I am trying to get a vague understanding of the mathematical equations for the Big Bang in GR and LQG. My understanding so far is that when the universe is assumed to be homogeneous and isotropic, which it practically is, then the Einstein Field Equations may be solved and you get the FLRW metric. I think the Friedman equations are based on the FLRW metric and they can be used to show that GR cannot deal with the big bang. I have the following questions about this:
In the Friedman equation $\frac{\ddot{a}}{a} = -\frac{4 \pi G}{3}\left(\rho+\frac{3p}{c^2}\right) + \frac{\Lambda c^2}{3}$ what exactly is a?

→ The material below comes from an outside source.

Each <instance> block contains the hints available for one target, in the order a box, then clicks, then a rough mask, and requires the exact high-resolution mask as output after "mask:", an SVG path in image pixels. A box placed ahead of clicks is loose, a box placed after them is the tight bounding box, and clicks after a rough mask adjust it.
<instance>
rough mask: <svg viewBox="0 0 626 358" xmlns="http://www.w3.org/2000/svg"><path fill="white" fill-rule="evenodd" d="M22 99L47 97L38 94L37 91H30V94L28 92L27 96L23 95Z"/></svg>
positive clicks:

From this equation I do not really see what it tells us about the big bang, mainly becuase of the constant. In this video at 10:10 https://www.youtube.com/watch?v=IFcQuEw0oY8 the equation given is $H^2=\frac{8\pi G}{3}\rho$ for GR where $H$ is $\left (\frac{\dot{a}}{a}\right)$, rather than the equation given above. I'm not sure what version I should be using.
If it is the case that the second one is a simplification that I shouldn't really be using, does anyone know where I can find the full equations for the LQG version of the equation above (in the video it is given as $H^2=\frac{8\pi G}{3}\rho\left(1-\frac{\rho}{\rho_{c}}\right)$ ).